Netflix signs deal for Weinstein Co. movies

Netflix has struck a deal with Weinstein Co. for the exclusive U.S. pay-television rights to the independent film studio's first-run movies, beginning in 2016.

The arrangement represents a further step in the budding Internet television service's strategy of securing exclusive movies and TV shows for its 37 million subscribers -- and representing the second time Netflix has outmaneuvered a premium cable channel for the U.S. subscription TV rights for a major studio's releases.

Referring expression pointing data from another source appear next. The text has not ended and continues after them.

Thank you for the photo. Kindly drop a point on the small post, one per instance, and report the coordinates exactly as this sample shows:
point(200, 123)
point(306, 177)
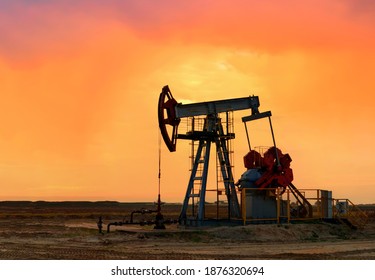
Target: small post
point(100, 224)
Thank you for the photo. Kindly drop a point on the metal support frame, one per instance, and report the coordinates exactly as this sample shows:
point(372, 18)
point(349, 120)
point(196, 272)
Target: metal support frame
point(212, 133)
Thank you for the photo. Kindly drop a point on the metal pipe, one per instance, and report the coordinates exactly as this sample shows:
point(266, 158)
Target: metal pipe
point(247, 136)
point(274, 143)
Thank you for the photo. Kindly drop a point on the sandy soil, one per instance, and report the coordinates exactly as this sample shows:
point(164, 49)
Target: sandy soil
point(70, 237)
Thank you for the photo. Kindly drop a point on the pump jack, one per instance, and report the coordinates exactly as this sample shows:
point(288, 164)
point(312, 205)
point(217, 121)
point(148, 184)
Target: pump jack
point(170, 113)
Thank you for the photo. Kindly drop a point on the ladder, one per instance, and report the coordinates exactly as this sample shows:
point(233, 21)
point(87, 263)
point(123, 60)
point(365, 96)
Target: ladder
point(212, 132)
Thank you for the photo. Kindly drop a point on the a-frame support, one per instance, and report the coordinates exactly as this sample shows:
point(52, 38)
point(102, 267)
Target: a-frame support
point(212, 133)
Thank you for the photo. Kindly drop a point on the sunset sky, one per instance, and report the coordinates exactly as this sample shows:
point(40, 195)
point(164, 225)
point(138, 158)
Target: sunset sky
point(80, 81)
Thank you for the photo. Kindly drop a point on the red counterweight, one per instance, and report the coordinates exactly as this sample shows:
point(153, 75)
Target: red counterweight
point(273, 175)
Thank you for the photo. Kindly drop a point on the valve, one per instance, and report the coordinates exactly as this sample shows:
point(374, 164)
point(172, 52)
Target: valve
point(167, 104)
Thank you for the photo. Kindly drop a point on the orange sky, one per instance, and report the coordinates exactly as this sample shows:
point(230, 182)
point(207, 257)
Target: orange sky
point(80, 83)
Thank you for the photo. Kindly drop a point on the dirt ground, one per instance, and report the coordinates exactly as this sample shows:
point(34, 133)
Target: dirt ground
point(44, 232)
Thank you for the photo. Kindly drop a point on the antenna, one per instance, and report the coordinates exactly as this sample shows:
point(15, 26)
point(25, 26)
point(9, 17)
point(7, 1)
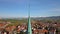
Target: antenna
point(29, 20)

Last December, Netflix won the pay-TV rights from Starz to movies from Walt Disney Co., including Disney, Marvel and Lucasfilm live-action releases and animated fare from its Pixar and Disney studios.

Netflix already distributes Weinstein Co.'s documentaries and foreign films, including the Academy Award-winning best picture "The Artist" and the best documentary feature "Undefeated." The newly announced multi-year deal with Weinstein covers theatrical releases starting in 2016, after the studio's current deal with Showtime expires.

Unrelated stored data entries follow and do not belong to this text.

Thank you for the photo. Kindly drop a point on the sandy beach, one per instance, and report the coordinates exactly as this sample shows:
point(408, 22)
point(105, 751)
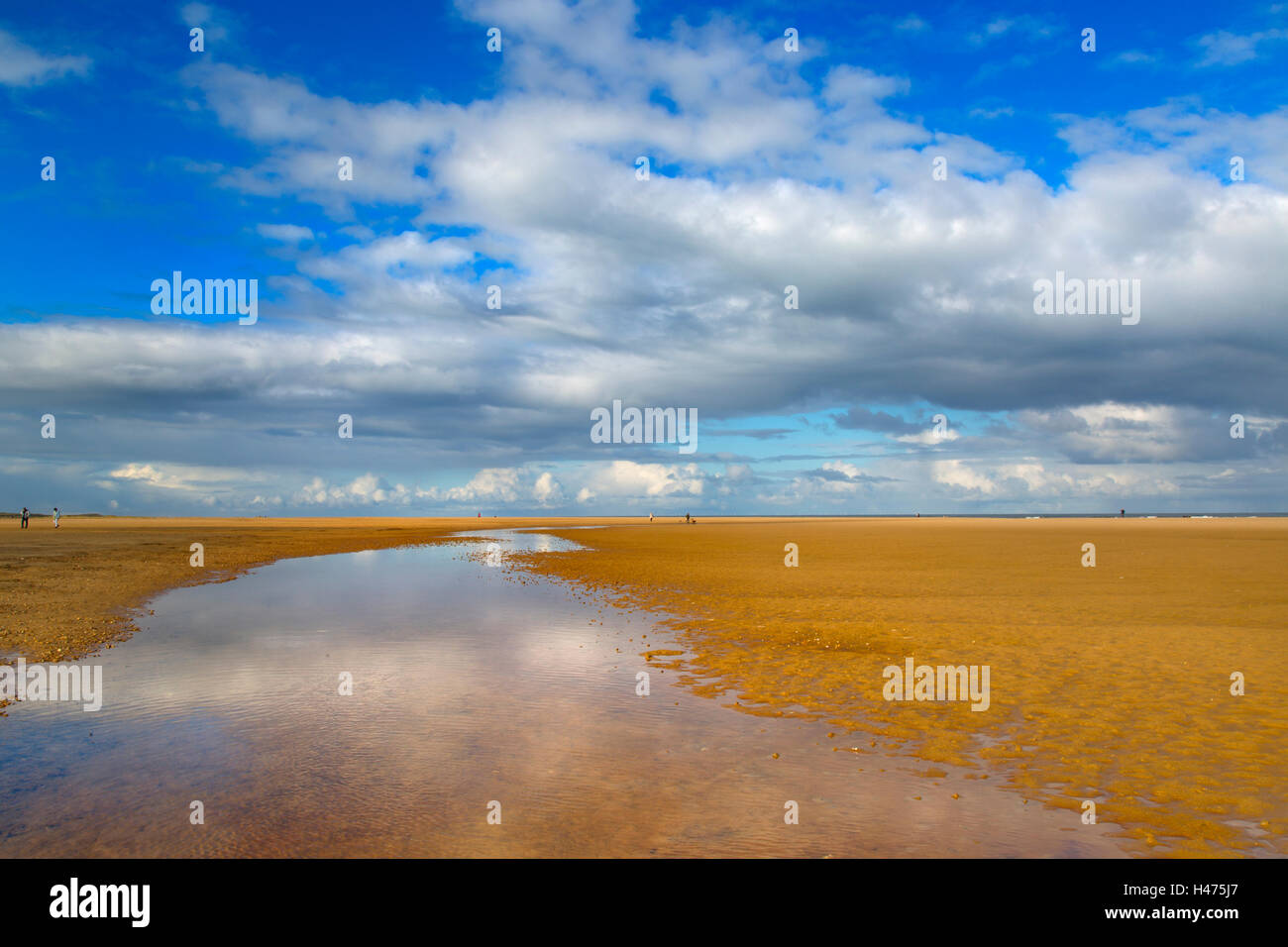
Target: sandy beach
point(1108, 684)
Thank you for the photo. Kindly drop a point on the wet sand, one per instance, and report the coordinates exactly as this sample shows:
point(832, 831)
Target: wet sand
point(72, 590)
point(472, 684)
point(1108, 684)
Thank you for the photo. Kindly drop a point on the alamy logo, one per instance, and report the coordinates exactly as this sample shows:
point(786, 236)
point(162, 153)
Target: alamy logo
point(653, 425)
point(1074, 296)
point(81, 684)
point(210, 298)
point(102, 900)
point(941, 684)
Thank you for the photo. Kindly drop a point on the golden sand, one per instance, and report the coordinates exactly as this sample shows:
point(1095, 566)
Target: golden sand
point(1108, 684)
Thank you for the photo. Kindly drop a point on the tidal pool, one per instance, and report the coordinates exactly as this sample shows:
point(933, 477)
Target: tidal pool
point(472, 685)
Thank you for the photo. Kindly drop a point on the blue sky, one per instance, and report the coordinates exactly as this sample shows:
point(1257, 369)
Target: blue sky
point(768, 169)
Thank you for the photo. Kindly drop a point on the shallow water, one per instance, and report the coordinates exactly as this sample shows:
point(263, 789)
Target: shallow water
point(472, 684)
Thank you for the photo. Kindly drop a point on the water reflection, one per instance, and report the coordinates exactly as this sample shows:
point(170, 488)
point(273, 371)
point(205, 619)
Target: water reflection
point(467, 686)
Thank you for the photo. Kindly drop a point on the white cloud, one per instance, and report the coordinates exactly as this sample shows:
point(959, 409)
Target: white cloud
point(24, 65)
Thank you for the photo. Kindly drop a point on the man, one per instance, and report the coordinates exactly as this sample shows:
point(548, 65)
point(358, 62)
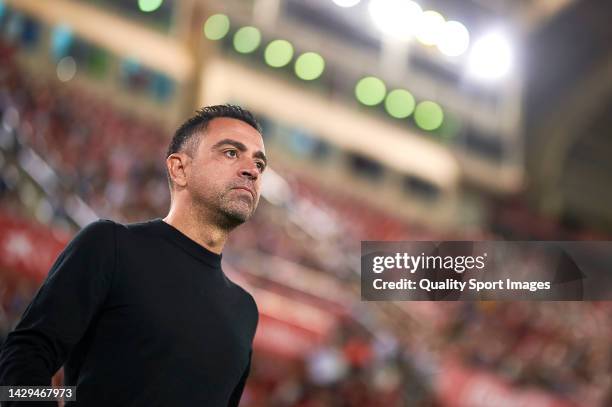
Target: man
point(142, 314)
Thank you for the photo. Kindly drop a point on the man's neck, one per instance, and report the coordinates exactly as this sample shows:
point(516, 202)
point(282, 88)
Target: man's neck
point(198, 228)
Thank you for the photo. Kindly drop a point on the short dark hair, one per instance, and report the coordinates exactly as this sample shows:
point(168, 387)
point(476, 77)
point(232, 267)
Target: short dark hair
point(198, 123)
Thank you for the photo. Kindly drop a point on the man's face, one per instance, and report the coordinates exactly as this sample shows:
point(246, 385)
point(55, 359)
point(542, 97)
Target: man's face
point(225, 172)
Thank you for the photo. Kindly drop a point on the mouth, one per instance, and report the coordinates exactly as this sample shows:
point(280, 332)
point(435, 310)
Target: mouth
point(250, 191)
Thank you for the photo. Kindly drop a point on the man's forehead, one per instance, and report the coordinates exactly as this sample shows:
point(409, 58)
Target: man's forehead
point(229, 128)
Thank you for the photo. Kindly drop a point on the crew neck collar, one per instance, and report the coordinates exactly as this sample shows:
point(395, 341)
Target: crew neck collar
point(195, 249)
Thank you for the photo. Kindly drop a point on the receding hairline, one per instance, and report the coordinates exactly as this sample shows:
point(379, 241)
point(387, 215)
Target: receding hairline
point(194, 139)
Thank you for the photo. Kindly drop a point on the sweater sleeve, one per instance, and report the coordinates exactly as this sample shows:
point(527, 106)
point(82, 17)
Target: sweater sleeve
point(234, 400)
point(62, 309)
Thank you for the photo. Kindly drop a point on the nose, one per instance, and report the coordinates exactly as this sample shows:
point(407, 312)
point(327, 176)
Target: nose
point(249, 171)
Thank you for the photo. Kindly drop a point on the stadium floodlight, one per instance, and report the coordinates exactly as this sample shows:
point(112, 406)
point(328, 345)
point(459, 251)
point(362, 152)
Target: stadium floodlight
point(395, 18)
point(247, 39)
point(454, 39)
point(491, 57)
point(148, 6)
point(429, 27)
point(370, 91)
point(399, 103)
point(216, 27)
point(309, 66)
point(428, 115)
point(346, 3)
point(278, 53)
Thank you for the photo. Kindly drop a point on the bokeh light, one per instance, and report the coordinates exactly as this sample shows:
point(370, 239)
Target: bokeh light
point(309, 66)
point(216, 27)
point(491, 57)
point(148, 6)
point(278, 53)
point(247, 39)
point(370, 91)
point(454, 39)
point(399, 103)
point(428, 115)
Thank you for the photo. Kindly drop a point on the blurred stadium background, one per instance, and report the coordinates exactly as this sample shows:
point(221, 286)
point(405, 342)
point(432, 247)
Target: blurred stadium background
point(384, 120)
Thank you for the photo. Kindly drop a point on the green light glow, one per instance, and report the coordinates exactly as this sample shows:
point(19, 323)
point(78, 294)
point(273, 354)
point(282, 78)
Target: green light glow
point(370, 91)
point(278, 53)
point(428, 115)
point(148, 6)
point(399, 103)
point(247, 39)
point(216, 27)
point(309, 66)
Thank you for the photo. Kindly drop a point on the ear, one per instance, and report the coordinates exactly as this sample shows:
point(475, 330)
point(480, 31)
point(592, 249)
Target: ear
point(177, 168)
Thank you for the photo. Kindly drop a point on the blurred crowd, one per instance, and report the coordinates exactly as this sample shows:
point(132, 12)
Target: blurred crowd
point(114, 162)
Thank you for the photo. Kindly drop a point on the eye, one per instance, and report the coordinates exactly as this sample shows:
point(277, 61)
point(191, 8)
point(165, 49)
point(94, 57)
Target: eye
point(231, 153)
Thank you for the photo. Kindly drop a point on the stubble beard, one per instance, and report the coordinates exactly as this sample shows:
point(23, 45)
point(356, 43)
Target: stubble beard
point(228, 212)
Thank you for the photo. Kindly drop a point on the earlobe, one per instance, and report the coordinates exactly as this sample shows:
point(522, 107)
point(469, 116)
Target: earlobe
point(176, 168)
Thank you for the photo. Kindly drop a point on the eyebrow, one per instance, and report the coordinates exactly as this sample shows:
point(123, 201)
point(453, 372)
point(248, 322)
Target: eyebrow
point(240, 146)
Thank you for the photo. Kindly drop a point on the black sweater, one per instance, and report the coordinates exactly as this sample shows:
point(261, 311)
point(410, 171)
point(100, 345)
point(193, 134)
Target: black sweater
point(140, 315)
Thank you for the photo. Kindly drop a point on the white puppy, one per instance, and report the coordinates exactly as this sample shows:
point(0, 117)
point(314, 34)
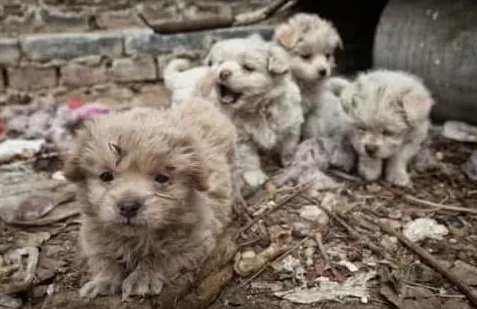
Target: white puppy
point(181, 78)
point(255, 89)
point(389, 111)
point(311, 43)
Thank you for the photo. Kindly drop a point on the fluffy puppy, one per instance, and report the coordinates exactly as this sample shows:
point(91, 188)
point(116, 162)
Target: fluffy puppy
point(181, 78)
point(311, 42)
point(389, 113)
point(254, 88)
point(155, 188)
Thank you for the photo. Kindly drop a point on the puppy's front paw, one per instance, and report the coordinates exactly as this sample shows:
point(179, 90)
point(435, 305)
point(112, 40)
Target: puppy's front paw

"The deal that we've just completed with Netflix is probably the biggest deal in the history of the Weinstein Co.," co-Chairman Harvey Weinstein said in a statement. "Together, we are discussing ways to reinvent the pay-TV experience so that the audience can get even more for their money."

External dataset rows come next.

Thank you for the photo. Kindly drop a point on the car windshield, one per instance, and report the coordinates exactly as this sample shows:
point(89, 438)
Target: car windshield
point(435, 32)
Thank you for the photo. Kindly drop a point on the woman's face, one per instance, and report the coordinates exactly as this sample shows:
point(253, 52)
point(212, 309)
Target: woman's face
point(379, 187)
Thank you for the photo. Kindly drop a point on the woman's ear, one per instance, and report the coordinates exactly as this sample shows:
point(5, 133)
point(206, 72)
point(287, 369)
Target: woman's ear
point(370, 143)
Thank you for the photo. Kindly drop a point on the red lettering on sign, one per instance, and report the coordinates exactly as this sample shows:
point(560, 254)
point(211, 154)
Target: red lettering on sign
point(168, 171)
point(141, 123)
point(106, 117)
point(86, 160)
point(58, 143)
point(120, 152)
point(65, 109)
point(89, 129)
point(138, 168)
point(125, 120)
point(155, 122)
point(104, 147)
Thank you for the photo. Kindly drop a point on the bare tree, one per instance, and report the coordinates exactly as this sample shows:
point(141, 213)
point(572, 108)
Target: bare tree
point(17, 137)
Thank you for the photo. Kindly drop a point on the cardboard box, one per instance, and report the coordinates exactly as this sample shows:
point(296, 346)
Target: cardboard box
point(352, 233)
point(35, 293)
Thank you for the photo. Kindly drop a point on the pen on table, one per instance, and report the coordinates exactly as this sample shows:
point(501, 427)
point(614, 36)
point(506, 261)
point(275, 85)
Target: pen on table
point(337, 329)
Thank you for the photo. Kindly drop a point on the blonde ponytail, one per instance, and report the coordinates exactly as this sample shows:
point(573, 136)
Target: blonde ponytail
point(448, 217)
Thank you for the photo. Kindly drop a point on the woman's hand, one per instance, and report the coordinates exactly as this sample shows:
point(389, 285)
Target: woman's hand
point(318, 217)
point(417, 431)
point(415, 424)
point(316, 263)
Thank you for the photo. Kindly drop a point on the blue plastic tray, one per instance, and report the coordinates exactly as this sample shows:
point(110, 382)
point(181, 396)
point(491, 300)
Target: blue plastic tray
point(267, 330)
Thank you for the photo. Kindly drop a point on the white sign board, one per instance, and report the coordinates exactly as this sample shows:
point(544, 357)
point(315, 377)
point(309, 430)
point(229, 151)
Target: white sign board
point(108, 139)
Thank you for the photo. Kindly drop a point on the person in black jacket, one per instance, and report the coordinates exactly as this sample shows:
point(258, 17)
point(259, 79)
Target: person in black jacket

Deal terms were not released, though payments are often calculated based on how many movies are released and the box office performance.  Media analyst Barton Crockett of Lazard Capital estimated the cost at about $30 million a year.

Crockett lauded the deal for bolstering Netflix's movie offerings -- bringing it content from a "hot studio" whose releases have included such Oscar winners as "Django Unchained" (lead-actor Oscar winner Christoph Waltz), "Silver Linings Playbook" (lead-actress Oscar winner Jennifer Lawrence) and "The King's Speech" (best picture).

"Over the next few years, Netflix's movie lineup, we believe, will become second only to HBO's in prominence and exclusivity," Crockett wrote in an analyst note.